There's no guarantee that New York will even be remotely competitive in 2015-16, which means that the Raptors might have turned Bargnani into a lottery pick down the road. Again, there's just no certainty in either direction, but Ujiri is at least getting a top-30 pick out of the deal with potential for more.
And can you imagine how upset the Knicks would be if they traded their future after a lackluster season for a year of Bargnani's services? And at what point does New York realize that it's playing the same role as that guy in your fantasy league whom everyone rips off?
Shouldn't Ujiri be arrested for theft at some point?
While dealing with persistent injuries, the 7-foot Bargnani averaged 12.7 points and 3.7 rebounds, shooting just 39.9 percent from the field during his final season in Canada. As shown by Basketball-Reference, the Raptors allowed four more points per 100 possessions and scored 2.2 fewer when he was on the court.
No matter how deep you dig, nothing about Bargnani's game looks positive other than his ability to space the court. He's an inefficient scorer and one of the worst per-inch rebounders in the Association, and he doesn't even pretend to understand the concept of defense.
He might turn his career around in New York, but he was becoming a benchwarmer in Toronto, the kind of player you trade for a second-round pick and call it even.
Instead, Ujiri got three picks (including the potentially ultravaluable 2016 selection) and one of the best sharpshooters in basketball in Novak.
So much for calling it even.
What Comes Next?
Since trading away Bargnani, the Raptors have added summer league standout Dwight Buycks, Tyler Hansbrough, D.J. Augustin and Austin Daye, hoping to acquire depth to a team that could compete for a playoff spot.
But that's not good enough for Ujiri, as relayed by the National Post's Eric Koreen:
I'm on the hot seat now, and I know what it takes to be on the hot seat. That's life. If you choose to be in this position, you have to put yourself in this position and go out there and attack. A championship is what the goal should be here.
You can rest assured that he'll make moves, but we can't predict what they'll be.
Ujiri thinks outside of the box, doing unorthodox things like inking Nene to an extension and then trading him the very next season.
It may take a departure from the standard to take the Raptors to the next level. Since their inception in 1995, Toronto has had only four winning seasons. The best record in franchise history is just 47-35 (both in 2000-01 and 2006-07), and the squad has advanced past the first round of the playoffs only once.
Ujiri will do something radical. Maybe he'll make a controversial draft pick or trade a star like Rudy Gay.
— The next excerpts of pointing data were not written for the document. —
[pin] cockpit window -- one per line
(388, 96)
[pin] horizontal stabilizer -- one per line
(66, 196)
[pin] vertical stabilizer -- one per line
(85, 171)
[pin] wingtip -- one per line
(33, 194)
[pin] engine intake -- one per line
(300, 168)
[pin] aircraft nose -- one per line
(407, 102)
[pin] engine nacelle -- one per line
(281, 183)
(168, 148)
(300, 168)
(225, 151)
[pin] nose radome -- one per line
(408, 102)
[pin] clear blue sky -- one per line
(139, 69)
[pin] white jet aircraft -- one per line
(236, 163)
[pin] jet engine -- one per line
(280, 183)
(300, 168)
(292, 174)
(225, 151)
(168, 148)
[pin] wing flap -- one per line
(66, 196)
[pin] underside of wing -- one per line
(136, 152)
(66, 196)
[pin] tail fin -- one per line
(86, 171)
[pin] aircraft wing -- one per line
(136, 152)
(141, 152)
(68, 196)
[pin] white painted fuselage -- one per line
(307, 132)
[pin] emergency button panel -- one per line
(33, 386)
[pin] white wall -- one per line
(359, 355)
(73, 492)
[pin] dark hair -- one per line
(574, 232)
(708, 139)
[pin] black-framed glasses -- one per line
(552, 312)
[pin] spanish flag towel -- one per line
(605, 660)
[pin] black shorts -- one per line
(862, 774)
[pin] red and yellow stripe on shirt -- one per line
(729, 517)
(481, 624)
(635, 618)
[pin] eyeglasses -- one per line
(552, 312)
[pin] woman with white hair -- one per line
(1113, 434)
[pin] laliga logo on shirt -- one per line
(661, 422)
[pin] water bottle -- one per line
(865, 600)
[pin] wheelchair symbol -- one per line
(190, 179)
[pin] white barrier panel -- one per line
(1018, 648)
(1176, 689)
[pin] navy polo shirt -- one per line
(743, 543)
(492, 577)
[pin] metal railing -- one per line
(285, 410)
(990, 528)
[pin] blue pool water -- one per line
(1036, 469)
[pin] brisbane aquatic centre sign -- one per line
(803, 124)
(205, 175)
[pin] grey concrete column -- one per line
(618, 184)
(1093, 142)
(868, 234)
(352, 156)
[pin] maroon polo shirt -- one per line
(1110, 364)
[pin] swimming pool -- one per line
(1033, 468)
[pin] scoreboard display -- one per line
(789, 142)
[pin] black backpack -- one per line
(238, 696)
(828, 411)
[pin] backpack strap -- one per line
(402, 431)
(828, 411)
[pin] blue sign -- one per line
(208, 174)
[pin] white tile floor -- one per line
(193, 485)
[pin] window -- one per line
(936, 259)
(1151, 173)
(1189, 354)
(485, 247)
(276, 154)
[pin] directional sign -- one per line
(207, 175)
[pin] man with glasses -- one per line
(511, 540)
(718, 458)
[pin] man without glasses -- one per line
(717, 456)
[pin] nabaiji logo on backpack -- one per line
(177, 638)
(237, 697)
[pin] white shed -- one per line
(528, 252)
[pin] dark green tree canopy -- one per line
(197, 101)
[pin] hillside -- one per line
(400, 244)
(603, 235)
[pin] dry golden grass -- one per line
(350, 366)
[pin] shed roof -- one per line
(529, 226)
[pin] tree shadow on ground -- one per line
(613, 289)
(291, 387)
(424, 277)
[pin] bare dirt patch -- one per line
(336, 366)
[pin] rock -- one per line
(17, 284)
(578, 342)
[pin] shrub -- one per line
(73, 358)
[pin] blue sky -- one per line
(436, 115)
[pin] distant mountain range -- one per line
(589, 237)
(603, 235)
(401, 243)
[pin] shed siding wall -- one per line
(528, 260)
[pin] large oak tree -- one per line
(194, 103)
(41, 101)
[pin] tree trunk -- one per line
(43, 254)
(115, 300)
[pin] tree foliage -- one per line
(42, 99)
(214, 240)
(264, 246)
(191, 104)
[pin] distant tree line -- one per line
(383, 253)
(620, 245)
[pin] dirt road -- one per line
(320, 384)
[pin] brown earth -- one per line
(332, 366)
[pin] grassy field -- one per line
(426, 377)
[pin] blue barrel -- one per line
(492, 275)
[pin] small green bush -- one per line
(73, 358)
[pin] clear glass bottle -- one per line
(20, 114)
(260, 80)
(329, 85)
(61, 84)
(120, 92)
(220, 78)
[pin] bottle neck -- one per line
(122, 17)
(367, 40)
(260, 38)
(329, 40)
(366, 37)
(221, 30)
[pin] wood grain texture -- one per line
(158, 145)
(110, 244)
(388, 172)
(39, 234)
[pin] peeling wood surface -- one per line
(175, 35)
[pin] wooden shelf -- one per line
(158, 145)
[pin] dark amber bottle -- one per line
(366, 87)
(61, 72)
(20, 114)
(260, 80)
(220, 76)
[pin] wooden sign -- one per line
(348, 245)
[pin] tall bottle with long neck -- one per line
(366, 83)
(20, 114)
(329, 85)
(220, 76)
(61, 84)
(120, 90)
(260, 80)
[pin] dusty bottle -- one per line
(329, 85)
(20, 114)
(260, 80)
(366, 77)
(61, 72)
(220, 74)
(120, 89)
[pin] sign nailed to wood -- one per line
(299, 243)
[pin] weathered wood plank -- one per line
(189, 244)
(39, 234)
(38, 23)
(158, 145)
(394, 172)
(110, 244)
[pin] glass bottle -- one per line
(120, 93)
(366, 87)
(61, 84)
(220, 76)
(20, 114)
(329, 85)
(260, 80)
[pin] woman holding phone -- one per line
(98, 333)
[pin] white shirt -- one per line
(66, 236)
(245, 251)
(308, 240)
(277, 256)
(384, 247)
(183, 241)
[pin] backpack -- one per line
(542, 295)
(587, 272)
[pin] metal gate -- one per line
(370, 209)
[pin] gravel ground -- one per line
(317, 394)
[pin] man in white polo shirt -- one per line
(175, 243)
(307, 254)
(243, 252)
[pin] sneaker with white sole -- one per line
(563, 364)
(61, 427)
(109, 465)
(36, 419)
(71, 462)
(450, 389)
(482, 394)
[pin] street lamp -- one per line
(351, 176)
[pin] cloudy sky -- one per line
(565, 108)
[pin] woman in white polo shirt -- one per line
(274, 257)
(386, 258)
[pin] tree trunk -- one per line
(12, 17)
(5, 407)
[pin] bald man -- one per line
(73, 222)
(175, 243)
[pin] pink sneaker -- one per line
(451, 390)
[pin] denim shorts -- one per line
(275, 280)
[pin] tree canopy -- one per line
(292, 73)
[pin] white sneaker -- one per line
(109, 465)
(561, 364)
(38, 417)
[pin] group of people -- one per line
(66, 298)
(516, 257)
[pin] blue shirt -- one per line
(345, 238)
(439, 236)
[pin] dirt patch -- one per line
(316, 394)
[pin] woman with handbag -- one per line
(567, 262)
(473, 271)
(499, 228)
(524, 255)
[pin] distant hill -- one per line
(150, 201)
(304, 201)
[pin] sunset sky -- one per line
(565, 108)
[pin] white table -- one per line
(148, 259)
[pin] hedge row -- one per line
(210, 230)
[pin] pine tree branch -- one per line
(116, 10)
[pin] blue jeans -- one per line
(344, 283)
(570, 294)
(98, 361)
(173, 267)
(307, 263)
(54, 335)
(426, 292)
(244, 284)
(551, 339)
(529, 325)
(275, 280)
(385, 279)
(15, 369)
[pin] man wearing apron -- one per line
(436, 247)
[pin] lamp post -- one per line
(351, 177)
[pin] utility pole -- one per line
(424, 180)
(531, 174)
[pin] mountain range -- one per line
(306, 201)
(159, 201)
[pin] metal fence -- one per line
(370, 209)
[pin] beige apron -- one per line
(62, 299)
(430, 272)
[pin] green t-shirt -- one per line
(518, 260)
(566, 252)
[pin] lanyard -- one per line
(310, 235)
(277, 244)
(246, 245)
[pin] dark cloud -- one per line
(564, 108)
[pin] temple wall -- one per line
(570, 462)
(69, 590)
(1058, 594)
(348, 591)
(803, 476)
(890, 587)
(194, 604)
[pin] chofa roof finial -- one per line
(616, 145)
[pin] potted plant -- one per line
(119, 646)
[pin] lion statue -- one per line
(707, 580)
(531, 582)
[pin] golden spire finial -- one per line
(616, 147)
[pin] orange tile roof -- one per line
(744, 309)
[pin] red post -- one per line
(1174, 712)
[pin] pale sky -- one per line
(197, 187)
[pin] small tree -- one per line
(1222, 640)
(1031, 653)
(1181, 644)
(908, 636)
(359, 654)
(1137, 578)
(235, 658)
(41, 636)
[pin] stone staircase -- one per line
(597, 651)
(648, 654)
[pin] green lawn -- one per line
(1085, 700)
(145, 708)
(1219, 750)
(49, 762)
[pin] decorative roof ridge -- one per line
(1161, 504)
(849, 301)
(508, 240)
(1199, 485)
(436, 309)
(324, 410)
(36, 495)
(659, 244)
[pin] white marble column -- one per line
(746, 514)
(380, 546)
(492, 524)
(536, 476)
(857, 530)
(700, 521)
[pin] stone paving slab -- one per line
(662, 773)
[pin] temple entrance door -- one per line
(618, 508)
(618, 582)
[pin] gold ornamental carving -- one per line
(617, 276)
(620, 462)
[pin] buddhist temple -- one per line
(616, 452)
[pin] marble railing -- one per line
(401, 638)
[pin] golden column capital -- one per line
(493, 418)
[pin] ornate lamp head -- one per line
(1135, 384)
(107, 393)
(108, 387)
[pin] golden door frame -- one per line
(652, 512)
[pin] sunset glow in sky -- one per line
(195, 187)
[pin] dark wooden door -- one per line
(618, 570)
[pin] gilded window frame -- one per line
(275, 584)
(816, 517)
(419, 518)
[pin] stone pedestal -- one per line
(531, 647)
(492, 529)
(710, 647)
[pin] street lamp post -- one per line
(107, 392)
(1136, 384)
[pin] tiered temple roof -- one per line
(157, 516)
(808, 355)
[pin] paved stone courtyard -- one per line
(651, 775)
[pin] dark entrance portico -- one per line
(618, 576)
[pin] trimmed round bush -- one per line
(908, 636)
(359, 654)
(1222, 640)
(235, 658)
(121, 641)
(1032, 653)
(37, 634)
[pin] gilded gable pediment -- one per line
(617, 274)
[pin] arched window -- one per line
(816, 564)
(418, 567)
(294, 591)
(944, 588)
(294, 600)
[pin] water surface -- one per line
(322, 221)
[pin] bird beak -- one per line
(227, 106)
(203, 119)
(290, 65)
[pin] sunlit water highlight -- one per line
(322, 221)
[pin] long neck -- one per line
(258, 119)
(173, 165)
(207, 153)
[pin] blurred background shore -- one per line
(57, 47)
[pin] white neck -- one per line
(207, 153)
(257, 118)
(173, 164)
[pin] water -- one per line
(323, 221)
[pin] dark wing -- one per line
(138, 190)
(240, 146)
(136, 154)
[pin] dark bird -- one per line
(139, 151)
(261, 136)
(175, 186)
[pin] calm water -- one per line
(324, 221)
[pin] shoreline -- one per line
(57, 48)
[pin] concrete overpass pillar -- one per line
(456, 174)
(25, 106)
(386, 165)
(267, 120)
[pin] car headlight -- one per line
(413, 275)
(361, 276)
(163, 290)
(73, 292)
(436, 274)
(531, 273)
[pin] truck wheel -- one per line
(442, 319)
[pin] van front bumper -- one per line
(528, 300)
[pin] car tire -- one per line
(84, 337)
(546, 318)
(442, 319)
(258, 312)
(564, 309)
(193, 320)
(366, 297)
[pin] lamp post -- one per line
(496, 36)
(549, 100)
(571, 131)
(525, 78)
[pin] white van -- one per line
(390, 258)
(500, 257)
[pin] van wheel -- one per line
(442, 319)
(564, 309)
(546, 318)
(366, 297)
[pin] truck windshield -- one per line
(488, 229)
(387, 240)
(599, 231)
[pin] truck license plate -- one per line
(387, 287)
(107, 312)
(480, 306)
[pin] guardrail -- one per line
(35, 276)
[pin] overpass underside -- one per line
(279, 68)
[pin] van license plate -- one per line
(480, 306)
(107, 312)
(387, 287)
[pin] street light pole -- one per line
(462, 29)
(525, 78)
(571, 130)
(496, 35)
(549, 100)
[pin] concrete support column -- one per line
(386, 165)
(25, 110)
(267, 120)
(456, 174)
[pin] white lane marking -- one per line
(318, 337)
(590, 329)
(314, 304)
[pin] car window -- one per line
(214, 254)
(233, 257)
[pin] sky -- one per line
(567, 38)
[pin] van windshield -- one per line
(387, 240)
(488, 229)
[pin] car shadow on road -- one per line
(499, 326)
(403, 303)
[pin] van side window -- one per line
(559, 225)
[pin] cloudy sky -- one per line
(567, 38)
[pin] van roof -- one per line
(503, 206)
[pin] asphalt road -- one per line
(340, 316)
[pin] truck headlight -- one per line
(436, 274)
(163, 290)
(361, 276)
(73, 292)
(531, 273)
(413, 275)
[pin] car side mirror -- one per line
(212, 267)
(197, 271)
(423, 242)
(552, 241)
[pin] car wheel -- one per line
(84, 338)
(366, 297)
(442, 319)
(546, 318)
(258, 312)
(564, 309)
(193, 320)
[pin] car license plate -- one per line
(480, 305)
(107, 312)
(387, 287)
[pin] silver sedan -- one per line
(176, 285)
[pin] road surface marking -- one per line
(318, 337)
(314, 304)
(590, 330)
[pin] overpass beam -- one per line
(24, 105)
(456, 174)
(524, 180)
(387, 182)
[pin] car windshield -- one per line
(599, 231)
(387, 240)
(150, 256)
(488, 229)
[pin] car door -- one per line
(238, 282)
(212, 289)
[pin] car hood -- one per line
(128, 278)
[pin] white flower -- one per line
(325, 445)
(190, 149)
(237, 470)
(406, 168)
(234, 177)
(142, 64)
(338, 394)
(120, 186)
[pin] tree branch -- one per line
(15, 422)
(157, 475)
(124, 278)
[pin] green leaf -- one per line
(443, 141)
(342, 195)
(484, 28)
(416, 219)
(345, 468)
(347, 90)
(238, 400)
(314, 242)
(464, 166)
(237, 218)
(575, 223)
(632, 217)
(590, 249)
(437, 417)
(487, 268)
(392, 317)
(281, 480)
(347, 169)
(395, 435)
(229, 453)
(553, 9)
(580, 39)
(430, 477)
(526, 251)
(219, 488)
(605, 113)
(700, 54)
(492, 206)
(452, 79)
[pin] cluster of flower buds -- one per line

But he'll do something, and that's what it usually takes for a GM to turn around a franchise.
The 6'4" man with a great basketball mind has his work cut out for him. It's hard to say it better than The Star's Cathal Kelly: "He had a hill to climb in Colorado; he exchanges it for a canyon wall in Toronto."
I'd substitute "14er" for "hill," but that's beside the point.
Denver hired him to rescue a deal. Toronto is hiring him to rescue a franchise.
As before, he’ll be afforded some time. As before, he has one chance. Given the failures of those who’ve gone before, we’ll forego wishing him luck. If it was down to luck, this team would’ve fluked its way into decency at some point.
Rather than luck, we’ll wish him to be as good as he seems. If Ujiri manages it in this performance sinkhole, he’ll never have to prove anything again.
And it should be noted that both of those tweets came on May 31, the same day that Toronto hired Ujiri and long before Bargnani was on his way to Madison Square Garden.
But he has more on his shoulders than just turning around the Raptors and changing the basketball culture in Toronto. If he can do so in a realistic time frame, he'll set a new precedent for general managers and prove once and for all that a savvy front-office member can revive a franchise.
Everything in his career says that he can achieve it.